Seduction and Sacrifice(4)

By: Miranda Lee


It was when she began idly scooping the stones over into one corner to pick them up that she noticed the photograph lying underneath. It was faded and yellowed, its edges and corners very worn as though it had been handled a lot. Momentarily distracted from her ragged emotions, she picked up the small photo to frown at the man and woman in it. Both were strangers.

But as Gemma's big brown eyes narrowed to stare at the man some more, her stomach contracted fiercely. The. handsome blond giant staring back at her





bore little resemblance to the bald, bedraggled, beer-bellied man she'd buried today. But his eyes were the eyes of Jon Smith —her father. They were unforgettable eyes, a very light blue, as cold and hard as arctic ice. Gemma shivered as they seemed to lock on to hers.

Her father had been a cold, hard man. She'd tried to be a good daughter to him, doing all the cooking and cleaning, putting him to bed when he came home rolling drunk, listening to his tales of misery and woe. Drink had always made him maudlin.

There were times, however, when Gemma had suspected it wasn't love that kept her tied to her father. It was probably fear. He'd slapped her more times than she could count, as well as having a way of looking at her sometimes that chilled her right through. She recalled being on the end of one of those looks a few weeks back when she'd mentioned going to Walgett to try to find work. He'd forbidden her from going anywhere, and the steely glint in his eyes had made her comply in obedient silence.

A long, shuddering sigh puffed from Gemma's lungs, making her aware how tightly she had been holding her breath. Her gaze focused back on the photograph, moving across to the woman her father was holding firm!)' to his side.

Gemma caught her breath once more. For the young woman appearing to resent her father's hold looked pregnant. About six months.

My God, she realised, it had to be her mother!

Gemma's heart started to race as she stared at the delicate dark-haired young woman whose body language bespoke an unwillingness to be held so closely, whose tanned slender arms were wrapped protectively around her bulging stomach, whose fingers were entwined across the mound of her unborn baby with a white-knuckled intensity.

So this was the 'slut' her father refused to speak of, who had died giving birth but who still lived within her daughter's genes. Gemma's father had told her once that she took after her mother, but other than that one snarled comment she knew nothing about the woman who'd borne her. Any curiosity about





her had long been forcibly suppressed, only to burst to life now with a vengeance.

Gemma avidly studied the photograph, anxious to spot the similarities between mother and daughter. But she was disappointed to find no great resemblance, other than the dark wavy hair. Of course it was impossible to tell with the woman in the photograph wearing sunglasses. She supposed their faces were a similar shape, both being oval, and yes, they had the same pointy chin.
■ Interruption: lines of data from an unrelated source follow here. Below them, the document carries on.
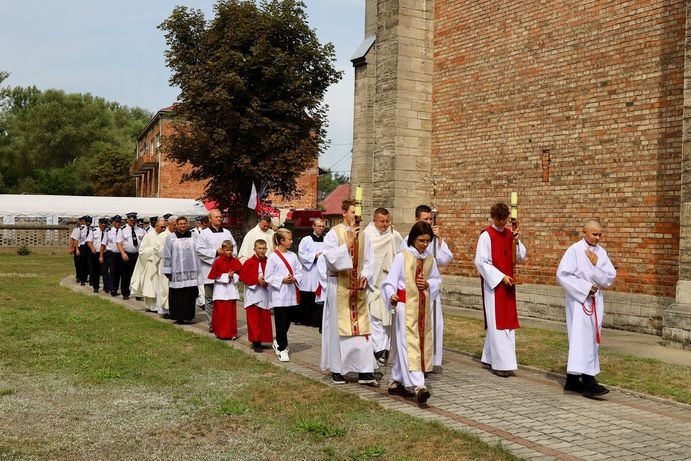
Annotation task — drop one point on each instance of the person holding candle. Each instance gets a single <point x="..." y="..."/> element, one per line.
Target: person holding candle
<point x="584" y="269"/>
<point x="494" y="261"/>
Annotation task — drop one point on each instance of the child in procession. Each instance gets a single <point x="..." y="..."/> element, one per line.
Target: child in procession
<point x="259" y="329"/>
<point x="225" y="272"/>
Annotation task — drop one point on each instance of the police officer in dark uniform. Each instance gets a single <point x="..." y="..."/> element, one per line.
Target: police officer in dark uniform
<point x="97" y="265"/>
<point x="128" y="245"/>
<point x="111" y="255"/>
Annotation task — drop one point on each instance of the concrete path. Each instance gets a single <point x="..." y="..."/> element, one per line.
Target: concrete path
<point x="529" y="414"/>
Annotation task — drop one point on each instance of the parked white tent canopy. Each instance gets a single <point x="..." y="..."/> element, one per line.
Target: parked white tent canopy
<point x="53" y="207"/>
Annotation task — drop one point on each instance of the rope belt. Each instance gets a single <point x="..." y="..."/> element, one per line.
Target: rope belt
<point x="590" y="313"/>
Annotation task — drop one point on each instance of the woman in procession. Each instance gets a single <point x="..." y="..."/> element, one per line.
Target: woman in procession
<point x="412" y="283"/>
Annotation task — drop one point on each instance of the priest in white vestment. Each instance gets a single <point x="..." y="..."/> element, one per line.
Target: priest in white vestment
<point x="145" y="277"/>
<point x="411" y="284"/>
<point x="208" y="245"/>
<point x="385" y="244"/>
<point x="583" y="271"/>
<point x="440" y="250"/>
<point x="183" y="270"/>
<point x="346" y="333"/>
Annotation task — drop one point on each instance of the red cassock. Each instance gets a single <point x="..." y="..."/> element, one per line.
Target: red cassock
<point x="505" y="311"/>
<point x="259" y="325"/>
<point x="224" y="317"/>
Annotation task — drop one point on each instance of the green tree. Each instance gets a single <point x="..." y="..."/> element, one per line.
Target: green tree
<point x="57" y="143"/>
<point x="252" y="82"/>
<point x="329" y="181"/>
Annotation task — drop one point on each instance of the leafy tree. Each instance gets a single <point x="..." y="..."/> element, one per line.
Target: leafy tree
<point x="57" y="143"/>
<point x="329" y="181"/>
<point x="252" y="82"/>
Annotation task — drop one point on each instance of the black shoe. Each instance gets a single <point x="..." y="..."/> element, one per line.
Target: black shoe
<point x="398" y="389"/>
<point x="367" y="379"/>
<point x="421" y="394"/>
<point x="381" y="356"/>
<point x="573" y="383"/>
<point x="591" y="388"/>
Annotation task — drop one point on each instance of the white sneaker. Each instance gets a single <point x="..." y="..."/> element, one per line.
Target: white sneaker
<point x="283" y="356"/>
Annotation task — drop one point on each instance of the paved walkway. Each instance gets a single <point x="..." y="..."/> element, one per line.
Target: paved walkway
<point x="530" y="415"/>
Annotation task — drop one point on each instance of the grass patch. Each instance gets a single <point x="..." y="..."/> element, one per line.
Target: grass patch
<point x="108" y="380"/>
<point x="548" y="350"/>
<point x="318" y="428"/>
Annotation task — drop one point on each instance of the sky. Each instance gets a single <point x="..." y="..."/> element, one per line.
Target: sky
<point x="113" y="49"/>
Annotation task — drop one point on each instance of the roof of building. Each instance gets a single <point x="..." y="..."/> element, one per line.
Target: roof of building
<point x="155" y="119"/>
<point x="332" y="202"/>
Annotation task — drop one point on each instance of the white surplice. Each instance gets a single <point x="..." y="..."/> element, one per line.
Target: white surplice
<point x="307" y="254"/>
<point x="385" y="245"/>
<point x="396" y="280"/>
<point x="443" y="257"/>
<point x="207" y="244"/>
<point x="499" y="350"/>
<point x="343" y="354"/>
<point x="576" y="274"/>
<point x="144" y="281"/>
<point x="282" y="294"/>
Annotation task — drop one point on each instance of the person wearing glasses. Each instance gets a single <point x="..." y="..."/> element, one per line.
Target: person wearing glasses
<point x="494" y="261"/>
<point x="409" y="288"/>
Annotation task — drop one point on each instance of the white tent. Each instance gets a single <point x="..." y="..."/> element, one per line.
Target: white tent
<point x="52" y="207"/>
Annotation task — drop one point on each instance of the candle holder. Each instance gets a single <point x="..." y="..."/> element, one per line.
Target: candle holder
<point x="514" y="226"/>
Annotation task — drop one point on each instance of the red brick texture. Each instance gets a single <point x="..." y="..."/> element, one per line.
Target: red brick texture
<point x="577" y="106"/>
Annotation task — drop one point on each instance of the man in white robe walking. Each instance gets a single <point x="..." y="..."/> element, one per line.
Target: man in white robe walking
<point x="346" y="341"/>
<point x="145" y="281"/>
<point x="583" y="271"/>
<point x="440" y="250"/>
<point x="208" y="246"/>
<point x="385" y="244"/>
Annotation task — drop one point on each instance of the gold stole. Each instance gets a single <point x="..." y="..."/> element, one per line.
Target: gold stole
<point x="353" y="315"/>
<point x="418" y="318"/>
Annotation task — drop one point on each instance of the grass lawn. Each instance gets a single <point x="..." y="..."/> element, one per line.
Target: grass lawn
<point x="83" y="378"/>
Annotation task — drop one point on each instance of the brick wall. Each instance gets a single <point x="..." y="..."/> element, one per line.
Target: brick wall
<point x="577" y="106"/>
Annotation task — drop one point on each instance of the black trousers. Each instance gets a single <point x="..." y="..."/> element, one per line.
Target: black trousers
<point x="282" y="317"/>
<point x="127" y="271"/>
<point x="113" y="262"/>
<point x="97" y="271"/>
<point x="82" y="263"/>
But Gemma was taller, and much more shapely. Other than her being pregnant, this young woman had the body of a child. Or was it the shapelessness of the cheap floral dress that made her look as if she had no bust or hips?
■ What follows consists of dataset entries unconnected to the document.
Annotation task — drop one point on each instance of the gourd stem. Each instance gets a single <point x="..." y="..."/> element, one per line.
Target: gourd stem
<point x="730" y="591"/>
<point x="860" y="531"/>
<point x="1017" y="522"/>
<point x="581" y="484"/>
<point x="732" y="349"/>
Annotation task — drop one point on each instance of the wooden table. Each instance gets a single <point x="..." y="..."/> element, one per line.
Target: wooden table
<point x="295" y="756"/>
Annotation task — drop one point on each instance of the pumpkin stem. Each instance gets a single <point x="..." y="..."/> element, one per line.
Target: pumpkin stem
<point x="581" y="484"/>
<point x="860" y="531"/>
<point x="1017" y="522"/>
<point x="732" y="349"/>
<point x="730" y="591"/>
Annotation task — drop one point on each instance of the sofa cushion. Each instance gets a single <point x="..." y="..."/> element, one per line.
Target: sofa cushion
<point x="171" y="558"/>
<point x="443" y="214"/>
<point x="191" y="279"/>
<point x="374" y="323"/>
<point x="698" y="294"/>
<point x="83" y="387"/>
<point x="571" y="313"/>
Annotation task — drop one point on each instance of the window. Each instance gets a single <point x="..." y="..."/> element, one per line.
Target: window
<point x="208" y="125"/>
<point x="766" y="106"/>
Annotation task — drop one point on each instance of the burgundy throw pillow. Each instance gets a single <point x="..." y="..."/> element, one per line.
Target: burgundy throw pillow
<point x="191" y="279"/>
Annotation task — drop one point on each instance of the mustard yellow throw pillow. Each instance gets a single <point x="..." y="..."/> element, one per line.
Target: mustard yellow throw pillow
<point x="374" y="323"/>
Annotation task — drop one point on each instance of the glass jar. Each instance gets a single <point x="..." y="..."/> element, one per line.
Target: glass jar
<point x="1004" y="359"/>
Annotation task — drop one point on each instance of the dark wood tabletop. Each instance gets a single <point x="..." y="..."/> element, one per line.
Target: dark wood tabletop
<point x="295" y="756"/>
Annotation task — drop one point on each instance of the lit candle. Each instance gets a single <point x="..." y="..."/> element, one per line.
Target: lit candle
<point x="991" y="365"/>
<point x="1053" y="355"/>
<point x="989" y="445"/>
"Mary," Gemma whispered aloud, then frowned. Odd. She didn't look like a Mary. But that had been her name on Gemma's birth certificate. Her maiden name had been Bell and she'd been born in Sydney.

A sudden thought struck and Gemma flipped the photograph over. Written in the top left hand corner were some words. 'Stefan and Mary. Christmas, 1973'.
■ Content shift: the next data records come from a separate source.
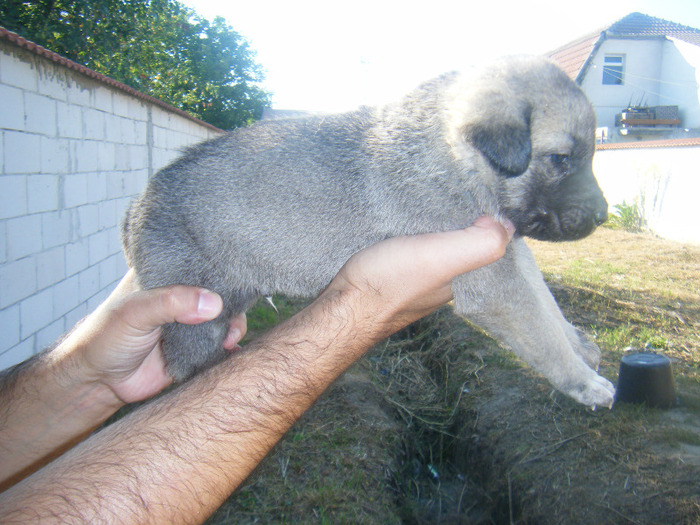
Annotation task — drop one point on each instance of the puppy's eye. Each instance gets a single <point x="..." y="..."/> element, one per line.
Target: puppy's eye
<point x="561" y="163"/>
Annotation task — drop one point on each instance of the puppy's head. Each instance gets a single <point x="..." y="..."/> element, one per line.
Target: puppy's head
<point x="535" y="128"/>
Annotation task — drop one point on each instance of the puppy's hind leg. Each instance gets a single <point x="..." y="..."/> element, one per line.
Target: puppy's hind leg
<point x="188" y="349"/>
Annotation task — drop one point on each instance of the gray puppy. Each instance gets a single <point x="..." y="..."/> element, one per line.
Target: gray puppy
<point x="280" y="206"/>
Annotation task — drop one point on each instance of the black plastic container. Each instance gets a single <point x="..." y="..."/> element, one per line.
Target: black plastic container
<point x="646" y="377"/>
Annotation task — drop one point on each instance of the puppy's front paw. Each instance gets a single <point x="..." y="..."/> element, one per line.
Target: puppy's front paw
<point x="593" y="391"/>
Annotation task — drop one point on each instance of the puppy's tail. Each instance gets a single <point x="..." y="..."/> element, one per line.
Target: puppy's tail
<point x="126" y="234"/>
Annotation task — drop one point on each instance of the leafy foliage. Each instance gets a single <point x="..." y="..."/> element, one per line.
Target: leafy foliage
<point x="159" y="47"/>
<point x="626" y="217"/>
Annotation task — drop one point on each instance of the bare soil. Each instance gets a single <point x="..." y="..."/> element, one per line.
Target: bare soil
<point x="440" y="425"/>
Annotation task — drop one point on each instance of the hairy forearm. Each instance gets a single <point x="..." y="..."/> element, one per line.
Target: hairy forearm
<point x="45" y="411"/>
<point x="176" y="459"/>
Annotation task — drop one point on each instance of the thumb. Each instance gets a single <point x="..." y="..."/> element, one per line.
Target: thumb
<point x="150" y="309"/>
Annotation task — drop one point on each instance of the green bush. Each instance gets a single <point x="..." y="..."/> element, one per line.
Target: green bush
<point x="626" y="217"/>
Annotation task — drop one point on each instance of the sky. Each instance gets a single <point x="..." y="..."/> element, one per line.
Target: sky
<point x="332" y="55"/>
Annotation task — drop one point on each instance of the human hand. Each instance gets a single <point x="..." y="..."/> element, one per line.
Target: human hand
<point x="402" y="279"/>
<point x="118" y="345"/>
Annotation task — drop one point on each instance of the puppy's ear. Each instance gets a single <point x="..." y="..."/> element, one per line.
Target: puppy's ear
<point x="506" y="144"/>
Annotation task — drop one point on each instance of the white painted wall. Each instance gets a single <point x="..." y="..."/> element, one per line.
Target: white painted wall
<point x="73" y="153"/>
<point x="663" y="182"/>
<point x="657" y="73"/>
<point x="681" y="68"/>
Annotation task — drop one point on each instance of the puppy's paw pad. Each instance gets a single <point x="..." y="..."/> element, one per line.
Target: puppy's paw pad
<point x="594" y="392"/>
<point x="587" y="350"/>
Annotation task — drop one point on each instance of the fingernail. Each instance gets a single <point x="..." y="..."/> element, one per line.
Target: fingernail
<point x="209" y="303"/>
<point x="509" y="226"/>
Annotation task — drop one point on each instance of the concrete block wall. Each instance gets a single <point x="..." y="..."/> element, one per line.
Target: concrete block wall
<point x="74" y="151"/>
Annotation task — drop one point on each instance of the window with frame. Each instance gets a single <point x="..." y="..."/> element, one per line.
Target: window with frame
<point x="613" y="70"/>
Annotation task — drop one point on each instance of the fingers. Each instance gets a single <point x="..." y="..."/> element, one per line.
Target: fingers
<point x="183" y="304"/>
The date sent Gemma's head into a spin. If that was her mother in the photograph, pregnant with her , then she'd been born early in 1974, not September 1975! She was nearly twenty in that case, not eighteen. . .

Gemma was stunned, yet not for a moment did her mind refute her new age. It explained so much, really. Her shooting up in height before any other girl in her class. Her getting her periods so early, and her breasts. Then later, in high school, the way she'd always felt different from her classmates. She hadn't been different at all. She'd simply been older!

Distress enveloped Gemma as she stared, not only at the date on the photograph, but at the Stefan part. Stefan had to be her father's real name, not Jon. Lies, she realised. He'd told her nothing but lies. Why? What lay behind it all?

Gemma conceded she'd always suspected her father's name of Jon Smith might be an alias. He'd been a Swede through and through, with Nordic





colouring and a thick accent. But the opal fields of outback Australia was a well-known haven for runaways, mostly criminals or married men who'd deserted their wives and families, all seeking the anonymity and relative safety of isolated places. People did not ask too many questions around Lightning Ridge, not even daughters.